Lighthill currently works as the Visual Communications Manager and Public Outreach Manager at the NASA Armstrong Flight Research Center, where he is responsible for Armstrong’s exhibit and outreach programs and serves as an art director for the center. He also serves as the center’s printing officer.
The tribal lands of the Karuk people are located alongside the Klamath River from the town of Orleans in the west to Yreka in the east. The tribal headquarters are located in Happy Camp, California, on Highway 96. He grew up hearing stories about his ancestors from his father and grandmother, visiting Karuk territories whenever possible. His father had a career in the Air Force so the visits were few and far between. As an adult he has had more frequent visits to the river and continues to bring his children and grandchildren whenever possible.
Lighthill said, “I am proud of my heritage and brought as much of it into my work environment as possible. The fact that I have Native American ancestry has helped guide my choices in my life and career in an effort to return to as close to my roots as possible.”
As concerns STEM (science, technology, engineering, and math) versus STEAM (science, technology, engineering, art, and math) education, he said: “While I work for a highly technical and scientific organization, I am blessed to have a career in my chosen field with my dream agency. I am able to create meaningful designs and artwork as well as help shape agency policies on graphic standards. As such, STEAM is a much more viable education program than STEM in my opinion. Of course I am biased because of my chosen profession.

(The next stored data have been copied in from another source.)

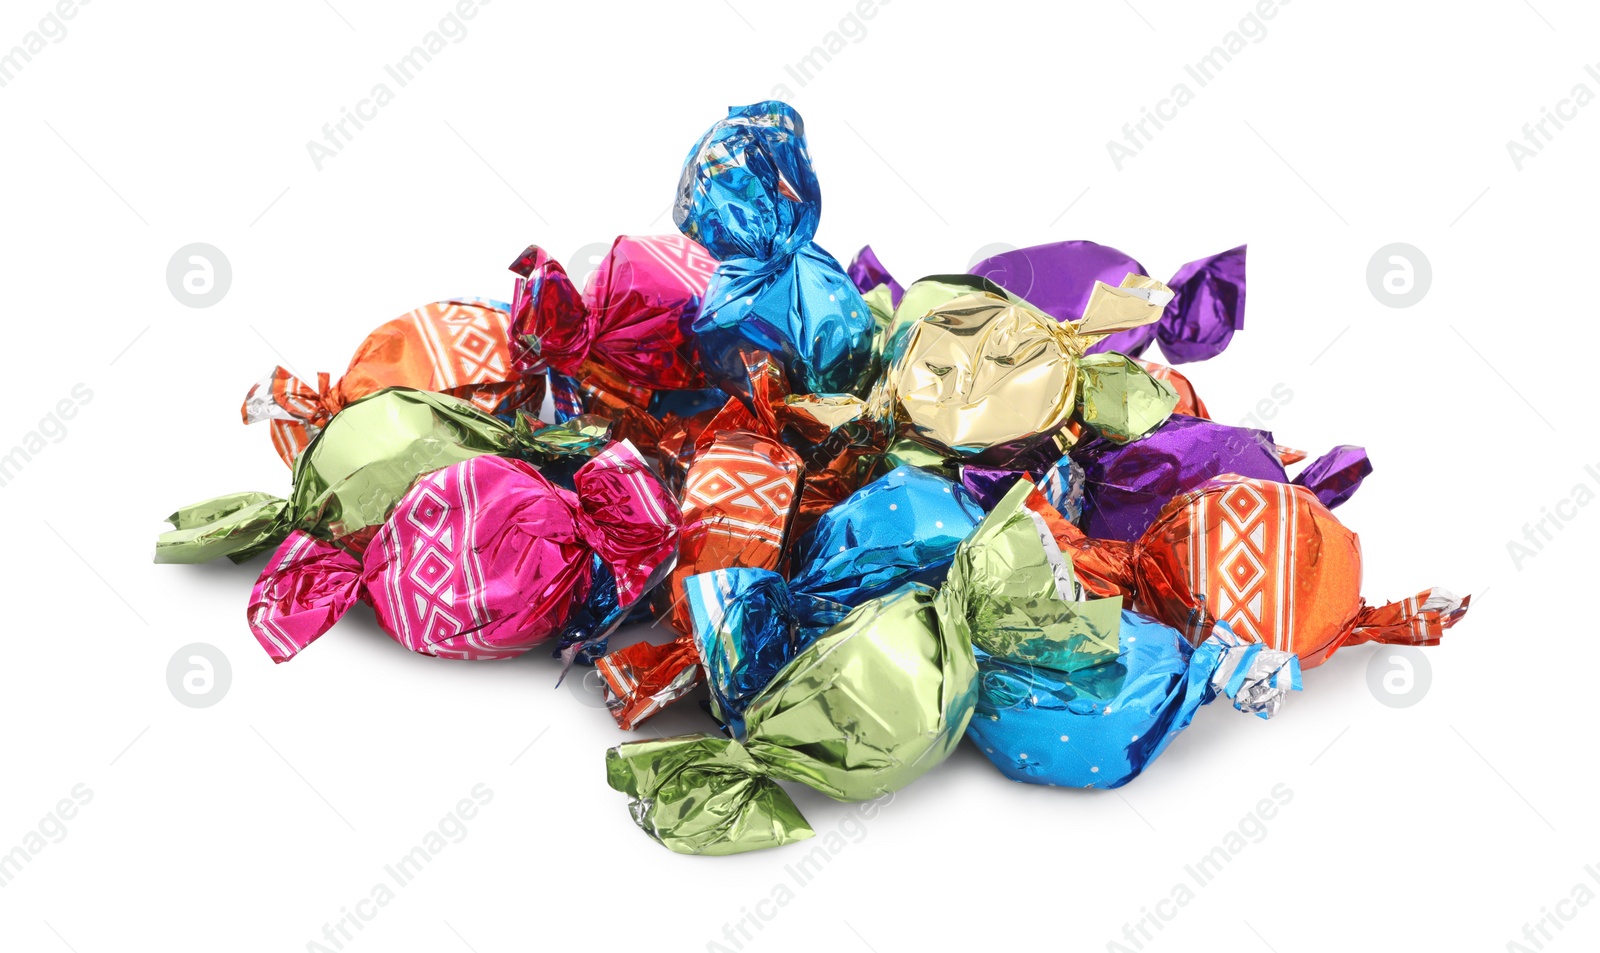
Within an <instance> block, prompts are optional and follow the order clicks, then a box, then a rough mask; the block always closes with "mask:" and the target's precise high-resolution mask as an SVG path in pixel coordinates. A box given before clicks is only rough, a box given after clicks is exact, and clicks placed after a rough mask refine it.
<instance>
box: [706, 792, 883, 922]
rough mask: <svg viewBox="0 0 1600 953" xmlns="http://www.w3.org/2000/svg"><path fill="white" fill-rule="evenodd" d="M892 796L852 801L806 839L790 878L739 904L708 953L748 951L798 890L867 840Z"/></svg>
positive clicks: (794, 866) (792, 864)
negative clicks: (802, 852)
mask: <svg viewBox="0 0 1600 953" xmlns="http://www.w3.org/2000/svg"><path fill="white" fill-rule="evenodd" d="M893 799H894V793H893V792H891V793H888V795H883V796H882V798H877V799H874V801H861V803H859V804H853V806H851V809H850V812H848V814H845V819H843V820H840V822H838V827H837V828H834V830H830V831H827V833H822V835H818V836H816V838H813V839H810V841H806V844H805V847H797V851H805V854H803V855H802V857H800V859H798V860H795V862H794V863H786V865H784V875H787V879H781V881H778V883H774V884H773V886H771V887H770V889H768V891H766V895H765V897H762V899H760V900H757V902H755V903H750V905H747V907H739V919H734V921H730V923H725V924H722V939H717V940H707V942H706V953H741V951H742V950H746V948H747V947H749V943H750V942H752V940H755V939H757V935H758V934H760V932H762V931H763V929H766V924H770V923H771V921H774V919H778V915H779V913H781V911H782V908H784V907H787V905H789V903H792V902H794V899H795V897H798V894H797V892H795V891H797V889H802V887H805V886H806V884H810V883H813V881H814V879H816V878H818V875H821V873H822V871H824V870H827V865H829V863H832V862H834V857H838V855H840V854H842V852H843V851H845V847H848V846H850V844H859V843H861V841H864V839H867V822H869V820H872V819H874V817H877V815H878V811H882V809H883V806H885V804H888V803H891V801H893Z"/></svg>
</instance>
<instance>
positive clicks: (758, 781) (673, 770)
mask: <svg viewBox="0 0 1600 953" xmlns="http://www.w3.org/2000/svg"><path fill="white" fill-rule="evenodd" d="M933 601H934V592H933V590H931V588H928V587H925V585H907V587H906V588H901V590H896V592H893V593H890V595H886V596H883V598H878V600H872V601H869V603H864V604H862V606H859V608H856V609H854V611H853V612H850V616H846V617H845V620H843V622H840V624H838V625H835V627H832V628H830V630H827V633H824V635H822V636H821V638H818V640H816V641H813V643H811V644H810V646H806V648H805V649H802V651H800V654H798V656H795V657H794V659H792V660H790V662H789V664H787V665H786V667H784V668H782V670H779V672H778V675H776V676H773V681H771V683H770V684H768V686H766V688H765V689H763V691H762V692H760V694H758V696H755V699H754V700H752V702H750V705H749V707H747V708H746V712H744V724H746V734H744V740H742V744H741V742H738V740H733V739H725V737H718V736H678V737H670V739H661V740H653V742H629V744H622V745H618V747H614V748H611V750H610V752H606V780H608V782H610V785H611V787H613V788H616V790H618V792H622V793H626V795H629V796H630V798H634V803H632V814H634V822H635V823H638V827H640V828H643V830H645V833H648V835H650V836H653V838H654V839H658V841H661V844H664V846H666V847H670V849H672V851H677V852H680V854H738V852H742V851H757V849H762V847H776V846H782V844H789V843H794V841H798V839H805V838H808V836H811V828H810V825H806V822H805V819H803V817H802V815H800V811H798V809H797V807H795V806H794V801H790V799H789V795H787V793H784V790H782V788H781V787H778V784H776V782H778V780H798V782H803V784H806V785H810V787H813V788H816V790H819V792H822V793H824V795H829V796H832V798H837V799H840V801H866V799H870V798H877V796H880V795H885V793H890V792H894V790H899V788H902V787H906V785H907V784H910V782H912V780H915V779H918V777H922V774H925V772H926V771H928V769H931V768H934V766H936V764H939V763H941V761H944V760H946V758H947V756H949V755H950V752H954V750H955V745H958V744H960V740H962V734H963V732H965V731H966V721H968V718H971V713H973V705H974V704H976V700H978V694H976V678H978V664H976V660H974V659H973V649H971V646H970V644H966V641H965V640H962V638H960V636H958V635H957V633H954V632H952V630H947V628H944V627H941V625H939V619H938V614H936V612H934V608H933Z"/></svg>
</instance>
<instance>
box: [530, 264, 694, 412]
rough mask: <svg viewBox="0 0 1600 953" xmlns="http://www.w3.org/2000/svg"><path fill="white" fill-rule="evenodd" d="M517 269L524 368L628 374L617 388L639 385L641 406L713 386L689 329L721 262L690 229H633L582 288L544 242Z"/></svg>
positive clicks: (583, 374)
mask: <svg viewBox="0 0 1600 953" xmlns="http://www.w3.org/2000/svg"><path fill="white" fill-rule="evenodd" d="M510 267H512V270H514V272H517V275H518V278H517V291H515V297H514V301H512V309H510V315H512V323H510V331H509V336H510V337H509V341H510V353H512V358H514V360H515V363H517V368H518V369H522V371H523V373H525V374H536V373H539V371H544V369H554V371H557V373H560V374H566V376H570V377H574V379H576V381H578V382H579V384H584V382H587V381H589V379H592V377H595V376H597V374H595V369H594V368H592V365H598V366H600V368H605V369H610V371H613V373H614V374H616V377H619V384H613V385H611V387H610V390H613V392H624V389H638V395H637V397H635V400H634V403H640V405H643V403H646V401H648V398H650V392H653V390H694V389H702V387H706V377H704V374H701V369H699V355H698V352H696V347H694V339H693V334H691V333H690V329H688V326H690V321H693V318H694V315H696V313H699V307H701V302H702V301H704V296H706V286H707V283H709V281H710V275H712V270H714V269H715V267H717V262H715V259H712V257H710V256H709V254H706V249H702V248H701V246H699V245H696V243H693V241H690V240H688V238H683V237H682V235H651V237H629V235H624V237H621V238H618V240H616V241H613V243H611V249H610V251H608V253H606V256H605V257H603V259H602V261H600V265H598V267H597V269H595V270H594V272H590V275H589V281H587V285H586V288H584V289H582V294H579V293H578V289H576V288H574V286H573V283H571V280H570V278H568V277H566V270H565V269H563V267H562V265H560V264H558V262H557V261H555V259H552V257H550V256H549V254H546V253H544V249H541V248H539V246H536V245H530V246H528V249H526V251H523V253H522V254H520V256H518V257H517V261H515V262H512V265H510ZM602 385H603V377H602ZM638 397H642V398H643V400H638ZM568 409H571V408H568ZM582 409H589V411H592V409H594V408H589V406H586V408H582Z"/></svg>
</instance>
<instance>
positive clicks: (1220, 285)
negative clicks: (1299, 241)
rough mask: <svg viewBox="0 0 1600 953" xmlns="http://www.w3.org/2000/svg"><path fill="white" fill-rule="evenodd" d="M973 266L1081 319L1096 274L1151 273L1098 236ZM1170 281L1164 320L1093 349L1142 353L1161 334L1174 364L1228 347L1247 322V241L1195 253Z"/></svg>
mask: <svg viewBox="0 0 1600 953" xmlns="http://www.w3.org/2000/svg"><path fill="white" fill-rule="evenodd" d="M971 272H973V273H974V275H982V277H984V278H989V280H992V281H994V283H997V285H1000V286H1002V288H1005V289H1008V291H1011V293H1014V294H1018V296H1021V297H1026V299H1027V301H1029V302H1032V304H1034V305H1035V307H1038V309H1040V310H1043V312H1045V313H1048V315H1051V317H1054V318H1058V320H1061V321H1075V320H1078V318H1080V317H1082V315H1083V313H1085V307H1086V305H1088V299H1090V294H1091V291H1090V289H1091V288H1094V283H1096V281H1104V283H1107V285H1115V283H1118V281H1120V280H1122V277H1123V275H1128V273H1136V275H1149V273H1150V272H1147V270H1146V269H1144V265H1141V264H1139V262H1138V261H1134V259H1131V257H1128V256H1126V254H1123V253H1122V251H1117V249H1115V248H1110V246H1106V245H1096V243H1094V241H1056V243H1053V245H1035V246H1032V248H1016V249H1011V251H1005V253H1000V254H997V256H994V257H987V259H984V261H981V262H978V264H976V265H973V267H971ZM1166 285H1168V286H1170V288H1171V289H1173V299H1171V301H1170V302H1166V307H1165V309H1163V312H1162V317H1160V321H1155V323H1149V325H1142V326H1138V328H1128V329H1123V331H1120V333H1117V334H1112V336H1110V337H1107V339H1106V341H1101V342H1098V344H1094V345H1093V347H1091V349H1090V350H1091V352H1094V353H1099V352H1107V350H1115V352H1122V353H1126V355H1130V357H1139V355H1142V353H1144V350H1146V349H1147V347H1149V345H1150V342H1154V341H1158V342H1160V345H1162V353H1163V355H1165V357H1166V363H1171V365H1182V363H1189V361H1203V360H1208V358H1213V357H1216V355H1219V353H1222V350H1224V349H1227V344H1229V341H1232V339H1234V333H1235V331H1238V329H1240V328H1242V326H1243V325H1245V246H1243V245H1240V246H1238V248H1230V249H1227V251H1222V253H1219V254H1213V256H1210V257H1203V259H1200V261H1192V262H1189V264H1186V265H1184V267H1181V269H1178V273H1176V275H1173V278H1171V280H1170V281H1168V283H1166Z"/></svg>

My advice to young Native Americans would be to concentrate on what your dreams are, STEM or STEAM, and work to realize those dreams. NASA, and other technical organizations, use a variety of skills to fulfill their missions and just because you are not an engineer or scientist does not mean you cannot work for them. I am living proof that anyone can work for NASA. Concentrate on becoming good at your chosen profession, study, attend courses, work diligently to improve your skills. Do not rely on natural talent, learn! I did not start advancing my career until I realized that talent alone would not get me where I wanted to go.”